Entrepreneurship is becoming big business. The last several years have witnessed an explosion in the number of colleges teaching entrepreneurship and the number of local governments spending money on development programs.

Selling business self-help materials like books and seminars has become a booming industry in its own right. Statistics indicate that a new business is launched every ten minutes. So, with all these resources, assistance and activity, why does success elude so many enterprising people? Many people aren’t experiencing success in business because they haven't first taken proper inventory of the most important part of the equation before they commence: themselves.

Before you start any business, there are two questions you should ask yourself. Not only should you answer the questions, but also I strongly recommend that you write down your answers.

Writing can be a powerful tool in helping you form clear, concrete thoughts. It may seem an unnecessary step, however, I have witnessed countless numbers of people fail on this very point. They may have had all the motivation, personal contacts, financial resources, and brilliant ideas. What they did not have was the clarity of purpose that a written set of objectives can produce. As the great General Dwight D. Eisenhower, President of the United States said, “Plans are nothing. Planning is everything.” The process of planning and strategizing gives you the edge that most people never develop.

The two crucial questions are as follows:
(1) What are your true motivations for starting a business?
(2) What are the goals that you hope to accomplish?

Discovering for yourself the answer to each of these will place you more firmly on the path to independence and success no matter what you decide to do in your career.

What are your true motivations for starting a business?

Why do you want to go into business for yourself?

Do you feel that you were meant to be an entrepreneur?

Have you always desired to be your own boss?

Is working within a corporate structure driving you crazy?

Do you need to find ways to earn more money than you make in your current job?

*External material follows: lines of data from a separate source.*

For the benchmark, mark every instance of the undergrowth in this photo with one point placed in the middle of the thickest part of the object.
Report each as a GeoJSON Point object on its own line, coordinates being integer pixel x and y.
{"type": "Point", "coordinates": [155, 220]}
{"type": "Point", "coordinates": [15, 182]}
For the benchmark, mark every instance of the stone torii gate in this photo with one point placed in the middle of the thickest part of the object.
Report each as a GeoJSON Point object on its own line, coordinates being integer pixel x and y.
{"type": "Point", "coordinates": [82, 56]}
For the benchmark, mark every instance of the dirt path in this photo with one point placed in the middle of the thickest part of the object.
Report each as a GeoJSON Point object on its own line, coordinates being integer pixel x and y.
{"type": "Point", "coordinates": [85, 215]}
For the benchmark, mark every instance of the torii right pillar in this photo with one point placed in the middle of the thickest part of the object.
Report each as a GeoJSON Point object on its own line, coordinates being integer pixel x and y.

Knowing why you’re doing something helps to keep you focused. Without this focus, most people will not be able to stand up to the rigors of private enterprise. Needless to say, everyone does things for different reasons. You might want to work at home to be closer to your kids. Whatever you want to accomplish, put it on paper. There are no right or wrong answers. I am not going to tell you that there are more honorable motivations than others. What is important is that you are honest with yourself about what is driving you to explore owning and operating your own business. Only then can you stay true to yourself, a key to building a business that will last. Investing a few moments to do this might help you last a lot longer on the battlefield. Ask yourself why you want to be an entrepreneur, and then write your reasons down on paper.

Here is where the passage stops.